Sets#

A set is an unordered collection of unique elements, analogous to the mathematical concept of a set. The most common uses are deduplication and set operations such as union and intersection:

 1
 2
 3
 4
 5
 6
 7
 8
 9
10
11
12
13
14
15
16
17
# Create a set
s1 = {1, 2, 3, 4, 5}
s2 = {"apple", "banana", "cherry"}

# Duplicate elements are automatically removed
s3 = {1, 2, 2, 3, 3, 3}
print(s3)  # {1, 2, 3} (order not guaranteed)
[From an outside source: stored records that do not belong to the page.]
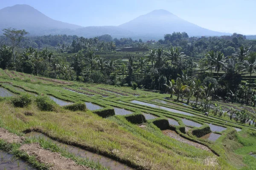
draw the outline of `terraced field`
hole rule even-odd
[[[40,162],[38,148],[53,156],[58,152],[61,159],[70,159],[68,166],[76,164],[81,169],[253,169],[256,166],[256,127],[228,117],[206,116],[190,105],[169,99],[169,94],[8,70],[0,70],[0,127],[8,130],[3,134],[15,133],[23,139],[18,143],[1,135],[0,148],[30,164],[26,166],[49,169],[59,165],[43,155],[40,158],[44,162]],[[23,96],[29,96],[31,103],[15,107],[14,99]],[[52,106],[51,110],[38,106],[43,96]],[[86,109],[70,109],[77,103]]]

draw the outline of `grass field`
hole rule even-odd
[[[249,155],[256,153],[256,127],[228,117],[211,114],[207,117],[190,105],[170,99],[169,94],[48,79],[8,70],[0,69],[0,95],[6,96],[0,97],[0,126],[18,135],[36,131],[135,169],[256,167],[256,159]],[[31,102],[23,108],[15,107],[13,99],[26,94],[29,94]],[[40,109],[38,101],[42,96],[52,106],[50,111]],[[66,105],[79,102],[86,104],[85,111],[66,109]],[[221,105],[241,107],[236,104]],[[209,150],[166,135],[163,131],[166,129]],[[215,141],[201,137],[211,132],[214,137],[218,136]],[[64,156],[77,160],[78,164],[104,169],[95,165],[96,163],[77,161],[61,149],[54,150],[46,144],[44,140],[37,140],[31,142],[62,152]],[[15,153],[15,148],[8,150],[4,147],[8,145],[0,144],[4,146],[2,149]]]

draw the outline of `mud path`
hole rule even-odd
[[[175,131],[171,130],[165,130],[162,131],[163,134],[165,135],[168,136],[173,138],[178,141],[180,141],[183,143],[189,144],[192,146],[194,146],[195,147],[198,148],[203,149],[204,150],[207,150],[207,151],[211,152],[211,150],[206,146],[203,145],[203,144],[200,144],[199,143],[195,142],[194,142],[190,141],[189,140],[186,139],[185,138],[180,136],[178,134],[177,134]]]

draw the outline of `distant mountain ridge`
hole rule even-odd
[[[0,34],[3,28],[24,29],[31,35],[58,34],[92,37],[108,34],[113,37],[142,37],[156,40],[174,31],[189,36],[220,36],[223,33],[200,27],[164,10],[154,10],[119,26],[82,27],[53,20],[27,5],[16,5],[0,10]]]

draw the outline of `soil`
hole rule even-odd
[[[25,138],[10,133],[7,130],[0,128],[0,139],[8,143],[21,143],[23,142]]]
[[[25,144],[21,146],[20,149],[29,156],[35,156],[38,162],[50,166],[51,170],[91,170],[78,165],[72,159],[62,156],[58,153],[44,149],[38,144]]]
[[[163,133],[165,135],[171,137],[172,138],[173,138],[177,140],[178,141],[180,141],[183,143],[185,143],[186,144],[189,144],[192,146],[194,146],[194,147],[197,147],[198,148],[201,149],[209,152],[211,152],[211,150],[210,150],[210,149],[208,148],[208,147],[207,147],[207,146],[186,139],[180,136],[180,135],[177,134],[175,131],[167,130],[163,130]]]

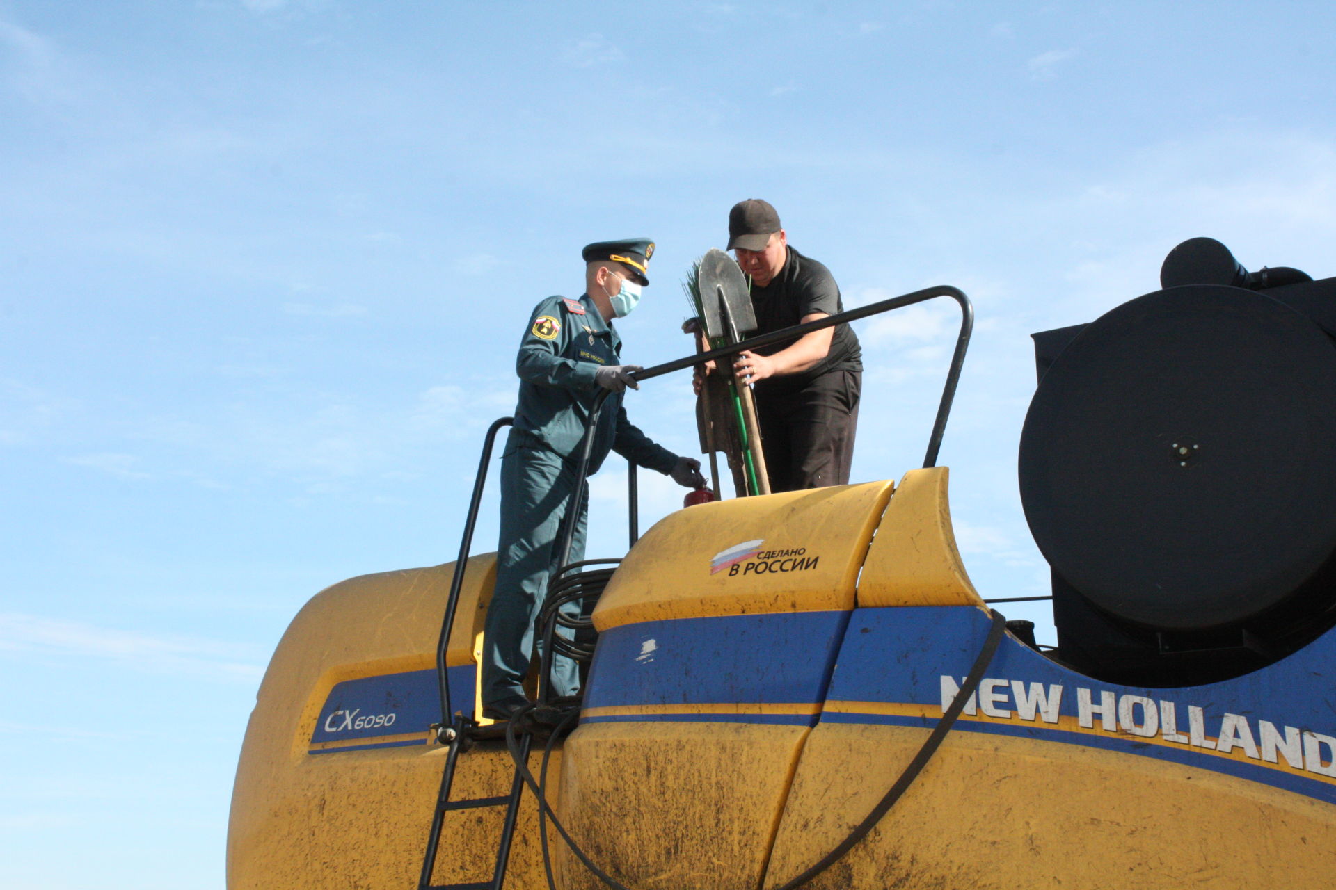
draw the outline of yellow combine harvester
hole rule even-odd
[[[554,587],[605,583],[584,698],[506,739],[473,719],[493,555],[322,591],[259,691],[228,887],[1329,886],[1333,294],[1170,282],[1037,335],[1021,479],[1057,651],[974,590],[933,466],[689,507],[573,567]],[[1238,408],[1264,402],[1301,435],[1267,444]]]

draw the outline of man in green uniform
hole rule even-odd
[[[621,338],[612,326],[635,308],[655,246],[648,239],[599,242],[584,248],[585,292],[578,300],[549,296],[529,316],[516,372],[520,402],[501,459],[501,540],[497,583],[482,639],[482,715],[509,719],[528,705],[522,681],[534,648],[534,620],[548,578],[560,566],[558,535],[569,511],[576,530],[569,562],[584,559],[588,488],[572,504],[580,443],[595,398],[611,395],[593,431],[589,474],[608,451],[671,475],[689,488],[704,484],[700,462],[651,442],[627,420],[625,388],[640,388],[640,370],[621,364]],[[574,607],[576,604],[572,604]],[[574,695],[576,663],[553,658],[552,691]]]

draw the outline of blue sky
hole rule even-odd
[[[965,290],[962,551],[986,596],[1045,592],[1027,335],[1198,235],[1336,274],[1336,8],[1169,5],[0,0],[4,886],[222,885],[286,623],[453,558],[528,312],[578,294],[587,242],[659,243],[620,324],[647,366],[689,348],[679,282],[743,197],[847,304]],[[922,460],[954,327],[859,328],[855,479]],[[684,379],[628,410],[691,450]],[[624,484],[595,483],[591,555],[624,548]],[[643,486],[643,526],[680,504]]]

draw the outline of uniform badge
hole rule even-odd
[[[533,336],[540,340],[556,340],[558,334],[561,334],[561,322],[550,315],[540,315],[533,320]]]

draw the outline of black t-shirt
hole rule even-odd
[[[770,284],[759,287],[751,283],[752,308],[756,311],[756,334],[770,334],[799,324],[814,312],[836,315],[844,311],[839,296],[839,286],[830,270],[816,260],[803,256],[792,247],[788,259]],[[787,350],[796,340],[782,340],[775,346],[756,350],[762,355],[774,355]],[[762,380],[758,386],[771,391],[800,390],[823,374],[832,371],[862,371],[863,350],[848,324],[836,324],[831,336],[831,348],[826,358],[798,374],[786,374]]]

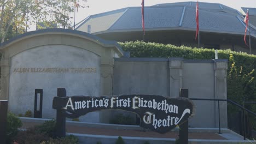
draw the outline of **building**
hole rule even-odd
[[[146,7],[144,41],[197,46],[197,41],[195,40],[196,6],[196,2],[187,2]],[[200,2],[199,7],[200,46],[249,53],[249,49],[243,40],[246,27],[243,19],[247,8],[240,12],[219,3]],[[252,53],[255,54],[256,9],[251,10],[252,22],[249,29]],[[80,22],[77,30],[108,40],[141,40],[141,7],[125,8],[89,16]],[[249,44],[249,37],[247,38]]]

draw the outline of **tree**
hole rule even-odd
[[[45,26],[71,28],[76,8],[88,7],[86,0],[2,0],[0,2],[0,38],[4,41],[10,31],[22,33],[37,22]],[[79,3],[80,4],[77,4]]]

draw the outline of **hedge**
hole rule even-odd
[[[215,50],[197,49],[171,44],[145,43],[140,41],[119,43],[125,51],[130,51],[131,57],[183,57],[189,59],[211,59],[215,58]],[[237,66],[243,66],[247,71],[256,67],[256,56],[231,50],[218,50],[219,59],[229,59],[232,54]]]

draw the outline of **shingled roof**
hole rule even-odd
[[[199,21],[201,32],[243,35],[244,16],[237,10],[218,3],[199,3]],[[146,31],[195,31],[196,2],[159,4],[145,7]],[[98,34],[110,32],[142,31],[141,7],[128,7],[89,16],[77,30]],[[251,35],[256,37],[254,26]]]

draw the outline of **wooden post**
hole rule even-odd
[[[40,97],[40,98],[38,98]],[[38,102],[38,99],[39,99],[39,103]],[[39,106],[38,106],[39,105]],[[39,110],[37,109],[39,107]],[[43,89],[34,89],[34,117],[42,118],[43,113]]]
[[[188,89],[181,88],[179,97],[188,98]],[[179,143],[188,144],[188,119],[179,126]]]
[[[0,100],[0,141],[1,143],[6,143],[8,109],[8,100]]]
[[[66,97],[67,93],[65,88],[57,89],[57,97]],[[57,110],[56,118],[56,135],[57,137],[66,136],[66,117],[65,110]]]

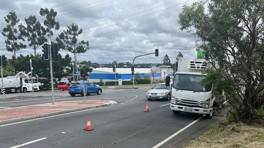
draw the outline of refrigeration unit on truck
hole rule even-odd
[[[199,84],[206,78],[201,70],[206,69],[206,63],[204,59],[179,58],[172,89],[170,108],[174,114],[189,112],[212,118],[217,100],[212,94],[212,88],[206,88]],[[167,83],[169,79],[166,78],[166,85],[169,85]]]
[[[33,87],[34,91],[39,91],[40,88],[38,84],[37,75],[33,77]],[[8,76],[3,78],[4,86],[2,86],[2,80],[0,79],[0,87],[4,86],[6,90],[6,93],[10,92],[17,93],[26,92],[32,91],[32,84],[31,82],[31,76],[23,71],[18,72],[15,76]]]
# Empty set must use set() (because {} is an empty dict)
empty_set = set()
print(type(empty_set))   # <class 'set'>
print(type({}))          # <class 'dict'>

# Create a set from a list (deduplication)
nums = [1, 2, 2, 3, 3, 3, 4]
unique = set(nums)
print(unique)  # {1, 2, 3, 4}

Adding and Removing#

 1
 2
 3
 4
 5
 6
 7
 8
 9
10
11
12
13
14
15
16
17
18
19
20
21
22
23
24
25
26
s = {1, 2, 3}

# add(): add a single element
s.add(4)
print(s)  # {1, 2, 3, 4}

# update(): add multiple elements
s.update([5, 6])
print(s)  # {1, 2, 3, 4, 5, 6}

# discard(): remove element, no error if not found
s.discard(6)
s.discard(99)  # no error
print(s)  # {1, 2, 3, 4, 5}

# remove(): remove element, raises KeyError if not found
s.remove(5)
print(s)  # {1, 2, 3, 4}

# pop(): randomly remove and return an element
item = s.pop()
print(item)  # unpredictable which element

# clear(): clear the set
s.clear()
print(s)  # set()

Querying#

1
2
3
4
5
6
7
8
s = {1, 2, 3, 4, 5}

# Check existence
print(3 in s)     # True
print(9 in s)     # False

# Length
print(len(s))     # 5

The in operator on a set is much faster than on a list — O(1) vs O(n) — making sets ideal for large-scale lookups:

1
2
3
4
5
6
# Prefer set for large-scale lookups
valid_users = {"alice", "bob", "charlie", "david"}

username = "alice"
if username in valid_users:
    print("User exists")

Set Operations#

1
2
a = {1, 2, 3, 4, 5}
b = {3, 4, 5, 6, 7}

Union#

1
2
3
# All elements in a or b
print(a | b)           # {1, 2, 3, 4, 5, 6, 7}
print(a.union(b))      # same as above

Intersection#

1
2
3
# Elements common to both a and b
print(a & b)                   # {3, 4, 5}
print(a.intersection(b))       # same as above

Difference#

1
2
3
4
5
6
# Elements in a but not in b
print(a - b)                   # {1, 2}
print(a.difference(b))         # same as above

# Elements in b but not in a
print(b - a)                   # {6, 7}

Symmetric Difference#

1
2
3
# Elements in a only or b only (excluding common elements)
print(a ^ b)                          # {1, 2, 6, 7}
print(a.symmetric_difference(b))      # same as above

Subsets and Supersets#

1
2
3
4
5
6
7
8
9
a = {1, 2, 3}
b = {1, 2, 3, 4, 5}

print(a.issubset(b))     # True (a is a subset of b)
print(b.issuperset(a))   # True (b is a superset of a)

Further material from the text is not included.